A splendid day dawned. We went outside, and only then realized that we had spent the night in the orchestra seats of a theater, and that we were in an extensive complex of damaged and abandoned Soviet barracks. All the buildings had been ransacked and plundered in the meticulous German manner. The German armies in retreat had carried off everything that could be carried off: windows and doors, grates, railings, the entire systems of lighting and heating, water pipes, even the fence stakes. The walls had been stripped down to the last nail. From an adjacent railroad junction the rails and the ties had been torn up—with a machine just for the purpose, the Russians told us.
More than a sack, in other words: the genius of destruction, of counter-creation, here as at Auschwitz; the mystique of the void, beyond any requirement of war or impulse to plunder.
But they had not been able to carry off the unforgettable frescoes that covered the walls inside: the work of some anonymous poet-soldier, naïve, strong, and crude. Three giant horsemen, equipped with swords, helmets, and clubs, stopping on a height, and gazing over a boundless horizon of virgin lands to conquer. Stalin, Lenin, Molotov, reproduced with reverent affection in intent, with sacrilegious audacity in effect, and recognizable principally and respectively by the mustache, the little beard, and the eyeglasses.
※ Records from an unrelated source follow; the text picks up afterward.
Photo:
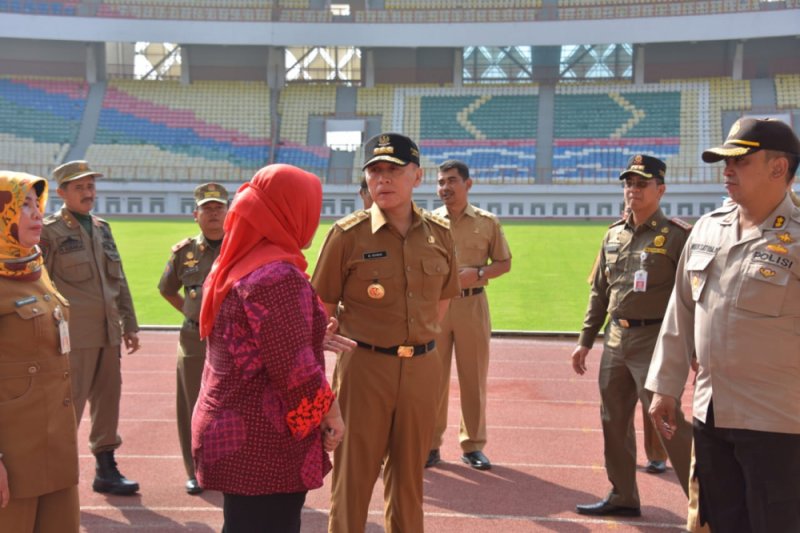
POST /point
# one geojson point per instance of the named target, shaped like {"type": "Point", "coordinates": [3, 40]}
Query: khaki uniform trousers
{"type": "Point", "coordinates": [54, 512]}
{"type": "Point", "coordinates": [467, 328]}
{"type": "Point", "coordinates": [386, 404]}
{"type": "Point", "coordinates": [623, 370]}
{"type": "Point", "coordinates": [96, 377]}
{"type": "Point", "coordinates": [693, 515]}
{"type": "Point", "coordinates": [191, 358]}
{"type": "Point", "coordinates": [652, 441]}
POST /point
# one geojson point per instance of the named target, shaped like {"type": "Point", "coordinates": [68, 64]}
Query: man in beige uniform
{"type": "Point", "coordinates": [737, 304]}
{"type": "Point", "coordinates": [390, 271]}
{"type": "Point", "coordinates": [632, 285]}
{"type": "Point", "coordinates": [483, 254]}
{"type": "Point", "coordinates": [84, 263]}
{"type": "Point", "coordinates": [186, 270]}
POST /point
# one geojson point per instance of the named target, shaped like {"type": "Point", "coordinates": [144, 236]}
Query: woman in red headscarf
{"type": "Point", "coordinates": [266, 415]}
{"type": "Point", "coordinates": [38, 443]}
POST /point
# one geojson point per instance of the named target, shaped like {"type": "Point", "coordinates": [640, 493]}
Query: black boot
{"type": "Point", "coordinates": [108, 477]}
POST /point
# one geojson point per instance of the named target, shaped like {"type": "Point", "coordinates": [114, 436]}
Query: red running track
{"type": "Point", "coordinates": [545, 444]}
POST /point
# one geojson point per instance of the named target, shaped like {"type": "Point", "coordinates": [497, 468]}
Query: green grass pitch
{"type": "Point", "coordinates": [546, 289]}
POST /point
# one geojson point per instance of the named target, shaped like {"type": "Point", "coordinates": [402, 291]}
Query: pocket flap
{"type": "Point", "coordinates": [374, 270]}
{"type": "Point", "coordinates": [434, 267]}
{"type": "Point", "coordinates": [699, 261]}
{"type": "Point", "coordinates": [26, 312]}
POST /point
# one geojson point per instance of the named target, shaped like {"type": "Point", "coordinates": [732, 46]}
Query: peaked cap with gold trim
{"type": "Point", "coordinates": [749, 135]}
{"type": "Point", "coordinates": [392, 147]}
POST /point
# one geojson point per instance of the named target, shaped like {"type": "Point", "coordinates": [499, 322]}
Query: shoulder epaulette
{"type": "Point", "coordinates": [178, 245]}
{"type": "Point", "coordinates": [484, 213]}
{"type": "Point", "coordinates": [353, 219]}
{"type": "Point", "coordinates": [617, 223]}
{"type": "Point", "coordinates": [433, 217]}
{"type": "Point", "coordinates": [685, 226]}
{"type": "Point", "coordinates": [724, 209]}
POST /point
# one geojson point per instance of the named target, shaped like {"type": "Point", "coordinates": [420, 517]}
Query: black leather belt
{"type": "Point", "coordinates": [635, 323]}
{"type": "Point", "coordinates": [402, 350]}
{"type": "Point", "coordinates": [471, 292]}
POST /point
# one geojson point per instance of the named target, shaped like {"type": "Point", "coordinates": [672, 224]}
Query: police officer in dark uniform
{"type": "Point", "coordinates": [185, 272]}
{"type": "Point", "coordinates": [632, 285]}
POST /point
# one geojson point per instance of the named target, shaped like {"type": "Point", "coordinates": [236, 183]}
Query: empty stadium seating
{"type": "Point", "coordinates": [161, 127]}
{"type": "Point", "coordinates": [598, 128]}
{"type": "Point", "coordinates": [297, 103]}
{"type": "Point", "coordinates": [493, 130]}
{"type": "Point", "coordinates": [39, 120]}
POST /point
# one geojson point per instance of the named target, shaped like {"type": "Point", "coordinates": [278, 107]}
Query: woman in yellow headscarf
{"type": "Point", "coordinates": [38, 443]}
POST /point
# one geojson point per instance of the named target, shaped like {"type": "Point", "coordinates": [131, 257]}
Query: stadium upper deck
{"type": "Point", "coordinates": [394, 11]}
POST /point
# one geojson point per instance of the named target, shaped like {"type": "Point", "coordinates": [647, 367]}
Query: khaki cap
{"type": "Point", "coordinates": [210, 192]}
{"type": "Point", "coordinates": [646, 166]}
{"type": "Point", "coordinates": [73, 170]}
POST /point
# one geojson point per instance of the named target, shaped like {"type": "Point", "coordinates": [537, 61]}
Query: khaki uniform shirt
{"type": "Point", "coordinates": [37, 421]}
{"type": "Point", "coordinates": [479, 237]}
{"type": "Point", "coordinates": [737, 303]}
{"type": "Point", "coordinates": [362, 254]}
{"type": "Point", "coordinates": [187, 268]}
{"type": "Point", "coordinates": [620, 257]}
{"type": "Point", "coordinates": [87, 270]}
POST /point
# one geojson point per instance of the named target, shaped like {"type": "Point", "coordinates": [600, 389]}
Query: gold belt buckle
{"type": "Point", "coordinates": [405, 351]}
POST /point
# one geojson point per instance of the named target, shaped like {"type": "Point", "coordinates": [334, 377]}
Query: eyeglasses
{"type": "Point", "coordinates": [637, 184]}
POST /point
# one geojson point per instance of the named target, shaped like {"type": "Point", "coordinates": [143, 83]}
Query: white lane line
{"type": "Point", "coordinates": [379, 514]}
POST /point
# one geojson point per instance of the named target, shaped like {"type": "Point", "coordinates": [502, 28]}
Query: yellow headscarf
{"type": "Point", "coordinates": [17, 261]}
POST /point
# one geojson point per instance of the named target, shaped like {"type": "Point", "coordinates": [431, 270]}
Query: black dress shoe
{"type": "Point", "coordinates": [604, 508]}
{"type": "Point", "coordinates": [656, 467]}
{"type": "Point", "coordinates": [193, 487]}
{"type": "Point", "coordinates": [477, 460]}
{"type": "Point", "coordinates": [433, 458]}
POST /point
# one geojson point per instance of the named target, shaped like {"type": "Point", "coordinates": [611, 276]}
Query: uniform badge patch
{"type": "Point", "coordinates": [69, 245]}
{"type": "Point", "coordinates": [376, 291]}
{"type": "Point", "coordinates": [777, 248]}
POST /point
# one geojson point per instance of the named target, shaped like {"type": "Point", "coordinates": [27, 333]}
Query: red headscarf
{"type": "Point", "coordinates": [272, 218]}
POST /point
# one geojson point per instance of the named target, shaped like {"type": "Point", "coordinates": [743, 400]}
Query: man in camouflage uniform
{"type": "Point", "coordinates": [83, 261]}
{"type": "Point", "coordinates": [186, 270]}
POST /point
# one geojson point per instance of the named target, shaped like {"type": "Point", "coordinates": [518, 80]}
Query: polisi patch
{"type": "Point", "coordinates": [772, 259]}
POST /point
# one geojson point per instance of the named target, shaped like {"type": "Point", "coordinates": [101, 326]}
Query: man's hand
{"type": "Point", "coordinates": [579, 359]}
{"type": "Point", "coordinates": [662, 412]}
{"type": "Point", "coordinates": [131, 341]}
{"type": "Point", "coordinates": [332, 428]}
{"type": "Point", "coordinates": [336, 343]}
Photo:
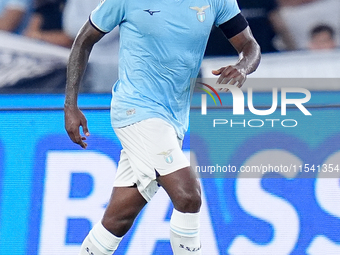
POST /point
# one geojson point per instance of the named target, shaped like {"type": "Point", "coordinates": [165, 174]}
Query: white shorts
{"type": "Point", "coordinates": [148, 146]}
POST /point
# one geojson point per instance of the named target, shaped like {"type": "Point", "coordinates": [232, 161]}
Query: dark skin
{"type": "Point", "coordinates": [182, 185]}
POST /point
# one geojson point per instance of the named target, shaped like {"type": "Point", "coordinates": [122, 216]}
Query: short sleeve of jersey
{"type": "Point", "coordinates": [108, 15]}
{"type": "Point", "coordinates": [18, 4]}
{"type": "Point", "coordinates": [225, 10]}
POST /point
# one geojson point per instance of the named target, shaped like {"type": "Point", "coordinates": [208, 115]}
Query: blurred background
{"type": "Point", "coordinates": [51, 192]}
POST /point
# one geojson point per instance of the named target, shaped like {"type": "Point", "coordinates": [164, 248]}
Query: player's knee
{"type": "Point", "coordinates": [117, 226]}
{"type": "Point", "coordinates": [189, 201]}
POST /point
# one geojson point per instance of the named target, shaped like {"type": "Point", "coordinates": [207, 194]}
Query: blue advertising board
{"type": "Point", "coordinates": [52, 192]}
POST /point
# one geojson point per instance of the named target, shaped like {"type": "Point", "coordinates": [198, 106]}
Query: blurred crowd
{"type": "Point", "coordinates": [278, 25]}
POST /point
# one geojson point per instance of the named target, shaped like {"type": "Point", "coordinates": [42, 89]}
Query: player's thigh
{"type": "Point", "coordinates": [183, 188]}
{"type": "Point", "coordinates": [124, 206]}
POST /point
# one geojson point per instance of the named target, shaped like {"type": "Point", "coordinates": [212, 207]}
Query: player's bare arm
{"type": "Point", "coordinates": [249, 59]}
{"type": "Point", "coordinates": [76, 66]}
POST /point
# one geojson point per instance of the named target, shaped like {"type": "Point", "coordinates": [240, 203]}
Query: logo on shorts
{"type": "Point", "coordinates": [167, 156]}
{"type": "Point", "coordinates": [130, 112]}
{"type": "Point", "coordinates": [200, 12]}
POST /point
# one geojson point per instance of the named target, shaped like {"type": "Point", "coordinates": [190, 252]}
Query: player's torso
{"type": "Point", "coordinates": [181, 24]}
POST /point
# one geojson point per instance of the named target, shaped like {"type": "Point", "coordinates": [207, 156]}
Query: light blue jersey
{"type": "Point", "coordinates": [162, 43]}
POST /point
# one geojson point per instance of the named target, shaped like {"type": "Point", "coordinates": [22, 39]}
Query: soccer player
{"type": "Point", "coordinates": [161, 48]}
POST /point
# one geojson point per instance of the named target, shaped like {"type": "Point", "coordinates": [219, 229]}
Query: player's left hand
{"type": "Point", "coordinates": [232, 75]}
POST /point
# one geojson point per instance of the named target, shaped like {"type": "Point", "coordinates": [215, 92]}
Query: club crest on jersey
{"type": "Point", "coordinates": [200, 12]}
{"type": "Point", "coordinates": [167, 156]}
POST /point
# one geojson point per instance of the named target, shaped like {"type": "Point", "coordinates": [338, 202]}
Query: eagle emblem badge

A foul spider, at the center of a spiderweb as big as the wall: it has a black tuft between the eyes, a swastika on its back, and underneath is written, “Death to Hitler’s invaders.” A tall, fair-haired Soviet soldier in chains raises a manacled hand to judge his judges; and these, hundreds of them, all against one, sitting on the benches of a courtroom-amphitheater,
are disgusting man-insects, with pinched, crushed, gray and yellow faces, ghoulish as skulls, and they draw back, one against the other, like lemurs who flee the light, driven into the void by the prophetic gesture of the hero-prisoner.
In these spectral barracks, and under the open sky, in vast courtyards invaded by weeds, thousands of foreigners were camped, in transit like us, belonging to all the nations of Europe.
The kind warmth of the sun began to penetrate the damp earth, and everything around us was steamy. I walked a few hundred meters away from the theater, heading into the thick grass of a meadow where I intended to undress and dry in the sun: and right in the middle of the meadow, as if he were waiting for me, whom should I see but Mordo Nahum, my Greek, almost unrecognizable for his magnificent plumpness and the improvised Soviet uniform he wore. And he looked at me with pale owl’s eyes, lost in his rosy, round, red-bearded face.
He welcomed me with fraternal cordiality, ignoring a malicious question of mine about the United Nations that had managed things so badly for them, the Greeks. He asked how I was: Did I need anything? food? clothes? Yes, I couldn’t deny it, I needed many things. “It will be provided,” he answered, mysterious and magnanimous. “I count for something here.” He paused briefly, and added, “Do you need a woman?”